Das menschliche Herz ist wie ein Schiff auf einem wilden Meer, schrieb Luther. Das erfahre ich besonders in meinen Träumen. Da segelt mein Herz mitten hindurch zwischen abgründigen Ängsten und verwegenen Hoffnungen, wirklich: wie auf einem wilden Meer. Auch in der Sprache solcher Träume erzählt das Neue Testament von Begegnungen mit Jesus: Ein kleines Schiff mitten auf dem wilden Meer, der Wind steht ihnen entgegen; da sehen sie über dem Wasser eine Gestalt auf sie zukommen und schreien vor Angst. Doch dann hören sie: Fürchtet euch nicht, ich bin es! Er ist bei ihnen, sie sind am Ufer, und der Sturm ist vorüber. (Mk 6, Mt 14). Oder es wird erzählt, wie die Wellen schon über dem Schiff zusammenschlagen; er ist zwar bei ihnen, doch er schläft, als ginge ihn das alles nichts an. Dann aber, auferweckt, herrscht er den Sturm an und das Meer, und es entsteht eine gewaltige Stille (Mt 8, Mk 4).

Solche Geschichten werden nicht für Zuschauer erzählt. „Das Reich Gottes kommt nicht für Zuschauer”, sagt Jesus (Lk 17,20). Nur wer selbst die Angst kennt, in diesem Chaos unterzugehen, kann ermessen, wie glaubwürdig sie sind.

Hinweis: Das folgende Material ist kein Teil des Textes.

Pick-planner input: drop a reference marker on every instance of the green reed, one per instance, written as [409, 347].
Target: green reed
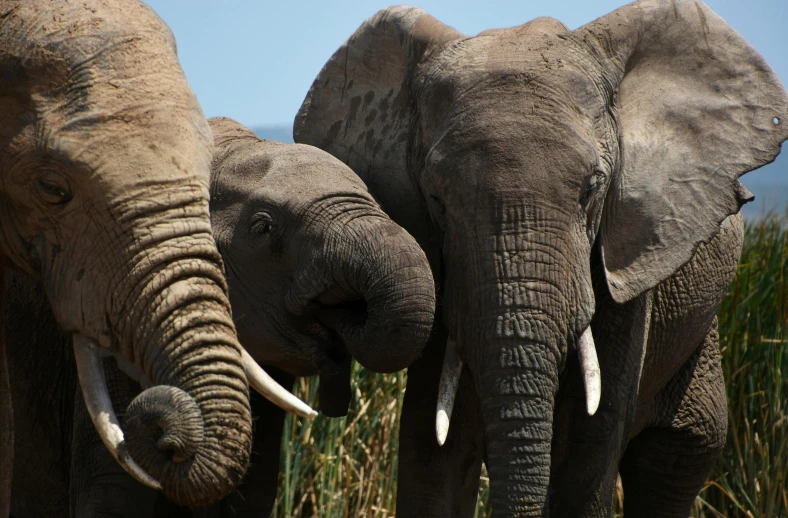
[342, 468]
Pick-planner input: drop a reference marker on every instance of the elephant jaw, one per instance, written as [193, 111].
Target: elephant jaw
[88, 355]
[334, 390]
[452, 368]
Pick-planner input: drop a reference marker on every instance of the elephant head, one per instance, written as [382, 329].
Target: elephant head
[521, 153]
[317, 271]
[104, 171]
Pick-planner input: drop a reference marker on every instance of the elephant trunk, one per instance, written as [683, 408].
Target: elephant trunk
[192, 429]
[379, 294]
[513, 336]
[517, 390]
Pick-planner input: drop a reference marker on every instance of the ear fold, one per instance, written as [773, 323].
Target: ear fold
[697, 108]
[358, 108]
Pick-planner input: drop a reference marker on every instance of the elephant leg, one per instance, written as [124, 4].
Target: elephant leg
[255, 497]
[433, 480]
[99, 486]
[665, 466]
[586, 449]
[6, 420]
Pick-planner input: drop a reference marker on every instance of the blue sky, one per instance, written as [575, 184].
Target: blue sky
[254, 60]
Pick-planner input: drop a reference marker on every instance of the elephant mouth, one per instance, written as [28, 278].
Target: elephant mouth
[344, 323]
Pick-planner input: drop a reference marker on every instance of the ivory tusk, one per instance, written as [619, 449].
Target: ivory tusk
[447, 391]
[589, 367]
[273, 391]
[94, 389]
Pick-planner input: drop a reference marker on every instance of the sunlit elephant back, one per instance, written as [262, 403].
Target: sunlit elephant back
[526, 161]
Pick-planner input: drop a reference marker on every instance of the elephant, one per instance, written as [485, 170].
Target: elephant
[577, 196]
[318, 275]
[104, 176]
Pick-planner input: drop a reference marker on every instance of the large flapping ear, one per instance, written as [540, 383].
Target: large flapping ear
[358, 108]
[697, 108]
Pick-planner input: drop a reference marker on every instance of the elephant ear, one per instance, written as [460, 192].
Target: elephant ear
[697, 108]
[359, 107]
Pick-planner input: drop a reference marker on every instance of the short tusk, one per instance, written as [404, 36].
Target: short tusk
[589, 367]
[273, 391]
[99, 405]
[447, 391]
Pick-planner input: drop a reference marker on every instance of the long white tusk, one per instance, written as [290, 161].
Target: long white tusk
[273, 391]
[589, 367]
[447, 391]
[94, 389]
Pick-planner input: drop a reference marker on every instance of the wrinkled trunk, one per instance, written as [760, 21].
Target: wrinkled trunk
[514, 341]
[192, 431]
[169, 312]
[379, 295]
[517, 390]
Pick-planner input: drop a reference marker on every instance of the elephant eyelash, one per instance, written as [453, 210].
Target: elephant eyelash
[262, 224]
[54, 193]
[595, 181]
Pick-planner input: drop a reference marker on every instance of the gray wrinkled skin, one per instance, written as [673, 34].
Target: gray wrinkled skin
[282, 215]
[558, 179]
[104, 171]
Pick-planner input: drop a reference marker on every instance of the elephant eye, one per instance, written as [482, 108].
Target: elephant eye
[595, 181]
[54, 189]
[262, 224]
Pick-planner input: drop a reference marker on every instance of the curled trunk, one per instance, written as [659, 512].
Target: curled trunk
[379, 295]
[192, 429]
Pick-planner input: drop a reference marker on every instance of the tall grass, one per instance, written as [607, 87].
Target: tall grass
[751, 478]
[342, 468]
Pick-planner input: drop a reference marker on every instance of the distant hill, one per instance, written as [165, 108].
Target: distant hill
[769, 184]
[279, 133]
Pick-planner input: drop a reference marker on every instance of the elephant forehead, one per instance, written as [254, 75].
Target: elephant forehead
[522, 69]
[280, 173]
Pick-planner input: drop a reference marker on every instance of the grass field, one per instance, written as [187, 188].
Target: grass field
[338, 468]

Wozu sind diese Geschichten erzählt? Hätte ich diese Geschichten nicht, ich hätte verlernt, auf das Wun -der zu hoffen, das mich wieder festen Boden unter den Füßen finden läßt. Ich hätte keine Perspektive, wenn die Angst in der Nacht nach mir greift. Ist es eine verläßliche, eine glaubwürdige Perspektive? Für den, von dem diese Wunder erzählt werden, war sie so glaubwürdig, daß er mit seinem Leben dafür einstand.

Eigentlich sind all diese Wunder nichts anderes als eine Entfaltung ganz einfacher Worte der Psalmen: Du bist bei mir (Ps 23,4). Deine Hand hält mich fest (Ps 63,9). Du machst mich wieder lebendig (Ps 71,20). Sind diese Sätze glaubwürdig, so sind es auch die Wunder Jesu, sind sie es nicht, so sind auch all seine Hoffnungssätze in den Wind geschrieben. Wir sind heute so gefragt, wie es Dietrich Bonhoeffer in den letzten Wochen seiner Haft niederschrieb: Was glauben wir wirklich?, d. h. so, daß wir mit unserem Lben daran hängen? (Widerstand und Ergebung S. 415)

Den Drahtseilakt dieses Glaubens muß niemand ohne Netz vollbringen: Gott umfängt uns täglich in seiner Schöpfung mit einem Netz von Wundern. Doch warten wir auf noch andere: daß einmal alle hungernden Kinder dieser Welt zu essen bekommen. „Gott wird abwischen alle Tränen von ihren Augen” - das ist das Wunder, dem wir entgegensehen. Unsere Glaubwürdigkeit als Christen hängt an der Glaubwürdigkeit dieser Verheißung.